The last phrase in the previous paragraph shows that the quantum vacuum does not fluctuate. The phrase ‘superpositions of excitations’ used in the previous paragraph is what the everyday term ‘particles’ refers to. Therefore particles cannot appear in otherwise empty space with no cause other than the full interating fields initially in their joint ground state.
Now let’s take this a little further.
We don’t have just $|\Omega \rangle$ in the actual physical cosmos. We have a universe with stuff, i.e. excitations, in it. So what happens then?
To make this more concrete, let’s consider what happens when we introduce something like a single atom in its internal ground state. In QFT a single atom is itself a highly complex excitation of several fields which no one knows how to write down in a clear way. One can then ask whether or not such an atom will remain in its ground state, or will it perhaps undergo Rabi oscillations as it interacts with the surrounding vacuum? The answer depends on how you think the atom gets expressed by the formalism. Are we talking about a ‘bare’ atom or a ‘dressed’ atom? The ‘bare’ atom is an atom imagined as if it could somehow avoid the coupling to the surrounding fields. The ‘dressed’ atom is one in which the coupling has been taken into account.

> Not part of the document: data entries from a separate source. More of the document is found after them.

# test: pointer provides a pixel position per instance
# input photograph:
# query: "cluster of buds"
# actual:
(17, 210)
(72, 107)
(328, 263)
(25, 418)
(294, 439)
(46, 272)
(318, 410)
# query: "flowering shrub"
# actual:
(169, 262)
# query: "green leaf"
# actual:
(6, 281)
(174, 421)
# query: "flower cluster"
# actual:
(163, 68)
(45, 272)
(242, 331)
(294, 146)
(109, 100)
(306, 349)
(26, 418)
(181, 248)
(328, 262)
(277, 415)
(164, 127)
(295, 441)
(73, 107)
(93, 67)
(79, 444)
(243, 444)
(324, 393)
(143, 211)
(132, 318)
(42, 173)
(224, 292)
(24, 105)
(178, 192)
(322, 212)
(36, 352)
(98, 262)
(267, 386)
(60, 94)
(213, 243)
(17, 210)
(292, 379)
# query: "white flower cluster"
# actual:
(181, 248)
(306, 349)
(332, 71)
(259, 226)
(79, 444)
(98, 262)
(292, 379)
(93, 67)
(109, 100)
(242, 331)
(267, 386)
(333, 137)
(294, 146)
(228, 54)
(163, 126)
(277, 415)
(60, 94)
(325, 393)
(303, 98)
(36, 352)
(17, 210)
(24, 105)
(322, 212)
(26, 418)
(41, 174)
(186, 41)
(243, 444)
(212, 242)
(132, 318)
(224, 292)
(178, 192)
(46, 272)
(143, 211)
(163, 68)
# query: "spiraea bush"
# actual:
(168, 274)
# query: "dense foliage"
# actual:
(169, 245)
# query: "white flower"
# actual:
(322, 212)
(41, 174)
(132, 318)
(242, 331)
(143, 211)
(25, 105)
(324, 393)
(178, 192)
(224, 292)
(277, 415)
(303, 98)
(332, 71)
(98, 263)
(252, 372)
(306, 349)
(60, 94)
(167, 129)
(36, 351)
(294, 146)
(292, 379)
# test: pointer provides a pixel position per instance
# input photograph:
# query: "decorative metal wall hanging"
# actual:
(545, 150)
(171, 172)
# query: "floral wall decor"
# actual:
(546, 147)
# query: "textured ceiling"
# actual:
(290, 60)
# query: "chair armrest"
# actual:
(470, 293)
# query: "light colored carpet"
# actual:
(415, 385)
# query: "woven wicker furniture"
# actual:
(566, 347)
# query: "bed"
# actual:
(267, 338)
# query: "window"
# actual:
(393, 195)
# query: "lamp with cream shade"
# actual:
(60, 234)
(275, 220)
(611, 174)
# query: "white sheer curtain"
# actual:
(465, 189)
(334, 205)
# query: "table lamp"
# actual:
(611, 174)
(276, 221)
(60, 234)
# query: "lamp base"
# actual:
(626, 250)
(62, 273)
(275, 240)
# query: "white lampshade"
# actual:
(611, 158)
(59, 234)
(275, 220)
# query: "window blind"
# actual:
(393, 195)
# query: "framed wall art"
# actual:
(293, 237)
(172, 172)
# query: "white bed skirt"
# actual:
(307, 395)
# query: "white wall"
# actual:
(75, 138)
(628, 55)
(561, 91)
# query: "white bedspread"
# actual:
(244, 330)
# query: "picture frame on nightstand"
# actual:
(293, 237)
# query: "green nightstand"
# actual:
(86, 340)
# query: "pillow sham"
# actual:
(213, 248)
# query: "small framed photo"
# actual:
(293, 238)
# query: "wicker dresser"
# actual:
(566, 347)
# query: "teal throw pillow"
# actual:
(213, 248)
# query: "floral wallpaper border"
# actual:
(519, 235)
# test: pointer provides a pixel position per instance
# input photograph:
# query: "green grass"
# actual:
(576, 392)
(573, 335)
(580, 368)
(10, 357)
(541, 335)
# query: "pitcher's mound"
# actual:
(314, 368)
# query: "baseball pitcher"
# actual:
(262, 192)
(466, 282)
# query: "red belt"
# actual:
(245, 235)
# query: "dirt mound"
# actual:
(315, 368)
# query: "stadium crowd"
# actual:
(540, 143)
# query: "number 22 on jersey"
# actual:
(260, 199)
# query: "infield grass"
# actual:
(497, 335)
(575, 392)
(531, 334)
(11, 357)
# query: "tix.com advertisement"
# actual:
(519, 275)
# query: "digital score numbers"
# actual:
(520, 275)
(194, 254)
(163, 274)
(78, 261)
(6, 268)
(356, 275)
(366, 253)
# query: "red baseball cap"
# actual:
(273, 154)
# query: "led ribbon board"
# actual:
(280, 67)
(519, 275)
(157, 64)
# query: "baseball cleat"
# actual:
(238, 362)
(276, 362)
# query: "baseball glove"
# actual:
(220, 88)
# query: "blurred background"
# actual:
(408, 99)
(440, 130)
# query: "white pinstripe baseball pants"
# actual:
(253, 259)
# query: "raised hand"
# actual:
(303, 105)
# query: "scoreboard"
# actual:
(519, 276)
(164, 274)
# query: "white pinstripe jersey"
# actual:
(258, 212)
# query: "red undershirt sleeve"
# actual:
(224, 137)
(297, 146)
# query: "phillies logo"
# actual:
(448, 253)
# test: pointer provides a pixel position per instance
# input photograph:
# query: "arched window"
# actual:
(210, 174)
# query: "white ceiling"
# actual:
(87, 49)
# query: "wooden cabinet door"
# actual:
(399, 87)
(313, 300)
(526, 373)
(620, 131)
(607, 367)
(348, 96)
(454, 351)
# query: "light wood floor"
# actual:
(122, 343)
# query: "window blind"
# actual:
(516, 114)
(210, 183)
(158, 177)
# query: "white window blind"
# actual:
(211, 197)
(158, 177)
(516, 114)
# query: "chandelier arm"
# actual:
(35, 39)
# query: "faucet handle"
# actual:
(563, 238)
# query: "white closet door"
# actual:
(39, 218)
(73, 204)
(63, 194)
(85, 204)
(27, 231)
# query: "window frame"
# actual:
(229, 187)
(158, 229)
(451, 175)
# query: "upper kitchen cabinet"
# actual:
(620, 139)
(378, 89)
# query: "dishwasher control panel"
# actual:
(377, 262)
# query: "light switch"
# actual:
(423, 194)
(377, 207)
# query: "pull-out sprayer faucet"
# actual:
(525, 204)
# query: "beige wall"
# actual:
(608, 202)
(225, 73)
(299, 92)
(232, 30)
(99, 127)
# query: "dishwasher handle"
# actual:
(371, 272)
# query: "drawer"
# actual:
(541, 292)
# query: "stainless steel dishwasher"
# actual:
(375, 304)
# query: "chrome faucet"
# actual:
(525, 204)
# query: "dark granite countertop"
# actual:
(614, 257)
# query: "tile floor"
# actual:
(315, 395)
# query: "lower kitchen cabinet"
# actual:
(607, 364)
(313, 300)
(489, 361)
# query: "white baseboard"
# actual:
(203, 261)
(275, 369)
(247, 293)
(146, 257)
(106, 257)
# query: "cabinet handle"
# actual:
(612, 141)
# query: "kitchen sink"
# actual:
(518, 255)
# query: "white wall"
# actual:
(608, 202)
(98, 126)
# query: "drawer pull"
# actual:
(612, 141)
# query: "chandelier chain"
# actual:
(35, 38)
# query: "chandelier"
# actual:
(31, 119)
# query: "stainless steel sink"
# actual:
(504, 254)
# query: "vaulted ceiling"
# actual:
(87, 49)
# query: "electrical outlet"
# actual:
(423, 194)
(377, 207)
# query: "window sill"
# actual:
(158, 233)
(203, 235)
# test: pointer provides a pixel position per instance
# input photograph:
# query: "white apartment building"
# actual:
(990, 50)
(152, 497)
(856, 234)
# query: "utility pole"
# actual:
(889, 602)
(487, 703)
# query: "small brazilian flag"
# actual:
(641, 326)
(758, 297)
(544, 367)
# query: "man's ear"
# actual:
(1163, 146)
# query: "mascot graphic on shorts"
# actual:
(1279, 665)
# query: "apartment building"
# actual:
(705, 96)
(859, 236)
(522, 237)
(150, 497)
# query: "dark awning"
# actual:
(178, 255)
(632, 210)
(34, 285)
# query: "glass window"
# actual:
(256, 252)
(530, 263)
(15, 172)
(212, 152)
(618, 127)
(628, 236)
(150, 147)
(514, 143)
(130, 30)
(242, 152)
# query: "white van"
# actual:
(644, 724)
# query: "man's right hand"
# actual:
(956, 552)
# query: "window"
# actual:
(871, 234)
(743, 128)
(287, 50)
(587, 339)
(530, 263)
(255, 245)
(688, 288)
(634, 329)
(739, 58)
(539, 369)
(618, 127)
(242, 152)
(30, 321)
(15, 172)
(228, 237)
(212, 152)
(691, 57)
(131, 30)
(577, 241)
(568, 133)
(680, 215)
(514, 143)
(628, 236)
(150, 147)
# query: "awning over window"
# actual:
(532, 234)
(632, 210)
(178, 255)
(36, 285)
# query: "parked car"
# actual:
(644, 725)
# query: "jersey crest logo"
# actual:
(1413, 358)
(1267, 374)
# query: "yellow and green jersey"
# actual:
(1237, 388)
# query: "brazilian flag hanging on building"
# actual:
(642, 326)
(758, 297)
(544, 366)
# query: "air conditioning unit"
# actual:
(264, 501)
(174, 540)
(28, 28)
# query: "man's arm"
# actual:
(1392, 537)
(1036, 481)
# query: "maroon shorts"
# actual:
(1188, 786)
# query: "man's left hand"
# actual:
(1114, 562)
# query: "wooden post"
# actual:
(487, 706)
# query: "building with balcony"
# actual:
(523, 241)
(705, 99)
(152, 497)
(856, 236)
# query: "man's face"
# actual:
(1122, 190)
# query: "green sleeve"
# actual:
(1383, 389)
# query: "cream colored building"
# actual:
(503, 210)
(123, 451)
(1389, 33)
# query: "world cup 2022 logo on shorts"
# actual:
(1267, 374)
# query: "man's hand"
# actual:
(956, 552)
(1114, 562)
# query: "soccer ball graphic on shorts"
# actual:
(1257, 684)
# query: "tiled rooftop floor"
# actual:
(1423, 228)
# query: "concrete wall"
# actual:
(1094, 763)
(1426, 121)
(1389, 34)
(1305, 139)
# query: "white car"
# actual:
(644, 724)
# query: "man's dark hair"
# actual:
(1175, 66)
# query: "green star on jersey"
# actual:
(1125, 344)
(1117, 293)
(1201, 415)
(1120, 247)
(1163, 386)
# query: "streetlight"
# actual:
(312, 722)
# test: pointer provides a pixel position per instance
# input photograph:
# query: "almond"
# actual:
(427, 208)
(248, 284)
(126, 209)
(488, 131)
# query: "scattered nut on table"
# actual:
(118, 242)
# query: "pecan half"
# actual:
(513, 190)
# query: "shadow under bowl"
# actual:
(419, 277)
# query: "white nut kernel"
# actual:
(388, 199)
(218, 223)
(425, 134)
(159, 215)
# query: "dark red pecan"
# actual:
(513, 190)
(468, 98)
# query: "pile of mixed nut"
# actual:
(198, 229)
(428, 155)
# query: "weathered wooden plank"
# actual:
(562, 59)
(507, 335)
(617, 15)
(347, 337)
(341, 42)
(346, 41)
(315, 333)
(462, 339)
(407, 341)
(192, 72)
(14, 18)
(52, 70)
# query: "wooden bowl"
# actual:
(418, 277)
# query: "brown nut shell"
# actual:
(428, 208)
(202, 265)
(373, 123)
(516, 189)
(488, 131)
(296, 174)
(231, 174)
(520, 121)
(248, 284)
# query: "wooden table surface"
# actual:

If you imagine that the interactions can be switched on at some particular time, then the bare atom will undergo Rabi oscillations from that time onward owing to its interaction with the surrounding field which is otherwise (i.e. apart from this bare atom) in its ground state. The dressed atom, on the other hand, is a system which incorporates both the bare atom and, to some extent, the surrounding field, and it has as its eigenstates superpositions of those of the joint system: (bare atom + surrounding field). Such a dressed atom does not Rabi flop in the vacuum. I think. I admit my knowledge of QFT is not sufficiently confident to be completely sure about this. But I think that if such a dressed atom were to get excited by interaction with the surrounding field, when the latter has no further excitations other than those required to make the dressed atom, then something impossible would result. The impossible result is that the dressed atom could then subsequently emit a photon and I think that such a sequence of events does not conserve energy overall. But Schrodinger’s equation says energy is conserved for an isolated system (the isolated system here being the entire set of fields including the parts needed to make the atom, all in a flat spacetime).
For a second example, just consider a single particle such as an electron travelling along initally in a momentum eigenstate. I think that if there are no other excitations around, other than those required to make a real (dressed) electron, then the electron will conserve momentum. In other words its wavevector is constant, or in everyday language it will travel in a straight line. Is that right? If it is right then clearly the vacuum is not causing anything to happen to such an electron. (But you can find myriad statements on the web and in popular books along the lines that such an electron is working its way through a soup of fluctuations).
Finally, let us note that a possible room for misunderstanding here is that the word ‘particle’ has more than one meaning. In everyday language the word ‘particle’ is a shorthand for a physically realistic thing, a thing that can move from one place to another and cause a detector to click. In QFT however, the word 'particle' is often used to mean ‘an excitation of the free field’. From a physical point of view, the free field is a fiction and so are its excitations. It is an important mathematical tool, somewhat like a component in a Fourier analysis, but of course no field really has its interactions with other fields turned off. I think that some of the written statements asserting that the quantum vacuum has particles milling about in it is an attempt to give a physical interpretation to the fact that $| \Omega \rangle$ (the ground state of the full theory) is not equal to $|{\bf 0}\rangle$ (the ground state of the free theory). One can note that, for any given free-field state with $n \ne 0$ particles, one has $\langle n | \Omega \rangle \ne 0$. Then one may assert ‘if a measurement of the particle number were to be performed, there is a non-zero probability that the outcome will be $n$’ and then one may say ‘so at any moment $n$ particles can pop out of the vacuum’. The hidden pitfall here is that ordinary particle detectors do not detect excitations of the free field (i.e. the mathematical abstractions). They detect some sort of property of the full interacting fields. An apparatus that could really discern one excitation of the free field completely from another would be very weird, quite unlike an ordinary particle detector, and I guess, but do not claim to know, that it would itself provide whatever energy requirements are needed to get a non-zero reading from the vacuum.
So that's basically it. That's my understanding and I am asking if it is right. To really pin this down, I finish by repeating the physically sensible thought-experiment which I alluded to above. If at time $t \rightarrow -\infty$ you put a hydrogen atom in its ground state in otherwise empty space, with the quantum fields in whatever state is compatible with the presence of a hydrogen atom and nothing else, then later on, as time $t \rightarrow \infty$, can there be a hydrogen atom plus a photon, with the fields otherwise in whatever state is compatable with the presence of a hydrogen atom and a photon? I mean, throughout, a real, dressed hydrogen atom, not the mathematical fiction of a bare one. (The concept behind the thought-experiment is that the hydrogen atom gets excited by interacting with the surrounding vacuum and then emits a photon).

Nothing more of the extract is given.